8 Lessons From the New "Serial" Episode


Adnan's chances of ever facing legal charges from the state are minimal at best.

After spent 23 years in prison for the murder of Hae Min Lee, Adnan Syed was freed on Monday after a Baltimore judge reversed the case.

The case against Syed, who is now 41, was given to the prosecutors 30 days to decide whether to pursue a fresh trial or withdraw the charges.

The following are the key lessons from the most recent episode of "Serial": The prosecution is not asserting Adnan Syed's innocence.

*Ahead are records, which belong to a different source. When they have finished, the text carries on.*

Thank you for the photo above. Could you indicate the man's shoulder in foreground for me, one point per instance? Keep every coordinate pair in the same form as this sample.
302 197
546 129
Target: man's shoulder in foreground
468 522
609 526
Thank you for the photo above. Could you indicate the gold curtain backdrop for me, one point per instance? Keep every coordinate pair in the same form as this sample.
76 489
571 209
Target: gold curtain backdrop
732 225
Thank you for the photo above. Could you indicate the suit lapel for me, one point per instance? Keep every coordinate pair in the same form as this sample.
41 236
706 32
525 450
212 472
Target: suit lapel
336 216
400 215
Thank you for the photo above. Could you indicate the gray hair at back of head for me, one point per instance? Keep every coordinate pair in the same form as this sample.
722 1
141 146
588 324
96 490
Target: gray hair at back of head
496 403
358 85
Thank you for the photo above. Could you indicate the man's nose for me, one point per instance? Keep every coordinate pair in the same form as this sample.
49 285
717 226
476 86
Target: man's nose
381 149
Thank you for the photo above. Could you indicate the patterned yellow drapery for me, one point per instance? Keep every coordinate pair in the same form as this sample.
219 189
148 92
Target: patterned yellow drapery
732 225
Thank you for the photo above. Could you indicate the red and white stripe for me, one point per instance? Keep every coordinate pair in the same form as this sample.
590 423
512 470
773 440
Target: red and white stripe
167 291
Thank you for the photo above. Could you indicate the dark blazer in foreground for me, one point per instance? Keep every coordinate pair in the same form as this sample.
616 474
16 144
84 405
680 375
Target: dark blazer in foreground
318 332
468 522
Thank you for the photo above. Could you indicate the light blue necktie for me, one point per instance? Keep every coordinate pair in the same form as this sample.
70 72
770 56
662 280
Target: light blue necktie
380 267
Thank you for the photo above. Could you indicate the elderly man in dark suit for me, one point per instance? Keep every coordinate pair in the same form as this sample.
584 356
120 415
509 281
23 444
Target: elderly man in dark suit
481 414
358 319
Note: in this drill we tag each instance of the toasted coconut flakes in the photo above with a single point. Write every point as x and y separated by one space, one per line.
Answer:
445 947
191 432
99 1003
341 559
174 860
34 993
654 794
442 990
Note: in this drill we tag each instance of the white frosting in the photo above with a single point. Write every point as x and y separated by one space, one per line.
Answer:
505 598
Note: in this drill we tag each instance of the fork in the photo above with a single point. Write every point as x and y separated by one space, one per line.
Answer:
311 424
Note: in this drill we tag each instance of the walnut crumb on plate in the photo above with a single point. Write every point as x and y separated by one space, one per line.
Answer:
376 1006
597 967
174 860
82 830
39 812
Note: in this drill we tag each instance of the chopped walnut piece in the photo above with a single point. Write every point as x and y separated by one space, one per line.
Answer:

When Syed was detained for killing Lee, he was 17 years old. n Syed's extensive case file, Feldman found handwritten notes that suggested additional suspects.

According to the notes, two distinct callers gave the State's Attorney's Office information about the same person, who they claim had a reason to kill Lee, during the course of two phone calls.

He would both "murder her" and "make her vanish." Feldman said that the state has determined the accuracy of the information in these notes.

Currently doing time in prison for sexual assault is one of the suspects. One is associated with the spot where Lee vanished.

Feldman submits a motion for eviction. Feldman submitted a move to vacate the judgement due to the "bouquet of issues" in Syed's case.

The "star witness" Jay Wilds, a high school classmate of Syed's who testified that Syed killed Lee and showed the state her body, will be remembered by "Serial" listeners.

Over the course of the investigation, three different locations were claimed by Wilds to be where Syed allegedly showed him Lee's body.

Although the state was aware that Wilds' testimony was suspect at the time, they used mobile phone records to support it.